Suspected bacterial infection

  • Fever (> 38°C) in a neutropenic child is always a serious sign: the child should be immediately referred to the nearest paediatric hospital. If the blood neutrophil count is below 0.5 × 109 /l, fever is always an indication to start broad-spectrum antimicrobial treatment at hospital after the blood culture samples have been taken.
  • Abdominal pain and diarrhoea can also be the first symptoms of sepsis.
  • Focal infections without fever (otitis, sinusitis) can be treated normally if the general condition of the patient is good. Suspect septicaemia also in a non-febrile patient with deteriorated general condition.

Viral infections

  • If a child with leukemia, lymphoma or congenital or acquired immunodeficiency comes into contact with a person with chickenpox, therapy with VZV immunoglobulin is indicated. In addition to the immunoglobulin, acyclovir may be added to the therapy.
    • Published data on the efficacy of acyclovir in preventing disease in immunocompromised individuals are rather scarce.
    • A symptomatic chickenpox or shingles in such a child, however, should always be treated in a hospital with acyclovir.
  • Zoster hyperimmunoglobulin (2 ml i.m. for children weighing < 20 kg, 4 ml i.m. for heavier children) if the patient has not had chickenpox.
    • As far as possible, the prophylaxis should be administered within 48 hours from transmission, but it may be administered at discretion up to 10 days from transmission.
    • The immunoglobulin is of no benefit it the disease has already broken out.
  • Acyclovir prophylaxis is started 7 to 9 days from the exposure and it lasts for 7 days.

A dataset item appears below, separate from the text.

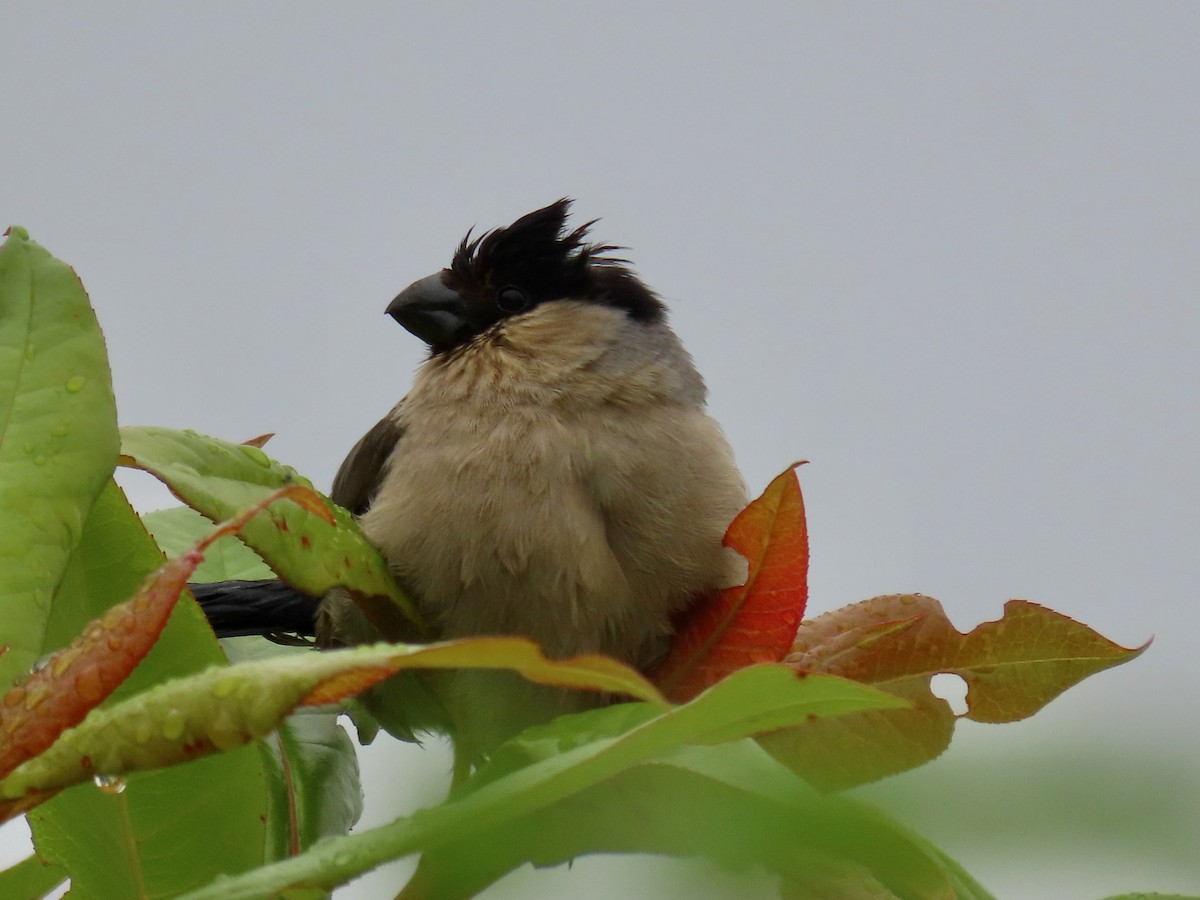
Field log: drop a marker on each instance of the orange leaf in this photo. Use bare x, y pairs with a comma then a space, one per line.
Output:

In deep immunosuppression the medication may at discretion be continued for up to day 21 counted from the time of exposure.
    • Drug alternatives:
      • Valacyclovir 60 mg/kg/24 h p.o. divided into 3 doses, maximum dose 3 000 mg/24 h (250 mg and 500 mg tablet strengths) or
      • Acyclovir 80 mg/kg/24 h p.o. divided into 4 doses, maximum dose 3 200 mg/24 h.
  • In influenza infection, oseltamivir medication started within 48 hours from symptom onset is recommended.
  • Concerning the treatment of other viral infections presenting as respiratory infections or with gastrointestinal symptoms, the specialist unit responsible for the treatment of the immunocompromised patient should be consulted.
    • The treatment of a non-febrile viral infection is principally based on symptomatic supportive therapy.

Fungal infections

  • A fungal infection should be suspected and empirical treatment started if fever persists in a neutropenic patient despite broad-spectrum antimicrobial treatment.
  • Children who are the most severely immunosuppressed, e.g. those who have received stem cell transplantation, have prophylactic antifungal medication.

Pneumocystis jirovecii

  • Most children with cancer chemotherapy have sulpha-trimethoprim prophylaxis to prevent P. jirovecii pneumonia.
  • A patient with rapid and shallow breathing, even if with only a low-grade fever, should be admitted without delay to a hospital for chest x-ray and arterial blood oxygen measurement.
    • The diagnosis is confirmed by BAL samples, induced sputum specimen, or lung biopsy.
    • Treatment is carried out with sulpha-trimethoprim 20 mg/kg i.v. (calculated according to trimethoprim) or pentamidine 4 mg/kg i.v. once daily for 14-21 days.
    • In moderately severe and severe infections, supportive therapy with prednisone is recommended.
      • For children over 13 years of age, 80 mg/day divided into 2 doses for 5 days, thereafter 40 mg/day on day 6-10 and 20 mg/day on days 11-21.
      • For smaller children, 1 mg/kg twice daily for 5 days, then 0.5 mg/kg twice daily for 5 days and thereafter 0.5 mg/kg once daily on days 11-21.
    • In a severe infection, an arterial cannula and, as necessary, oxygen therapy (mask/CPAP/respirator) are needed.

Splenectomized children

  • Splenectomized children are usually vaccinated against Streptococcus pneumoniae, Neisseria meningitidis and Haemophilus influenzae already before the operation. Consult local guidance for further details on the possible need for booster vaccinations. Vaccination against influenza is recommended.
  • High fever in a splenectomized child is always a severe symptom and requires prompt assessment by a physician.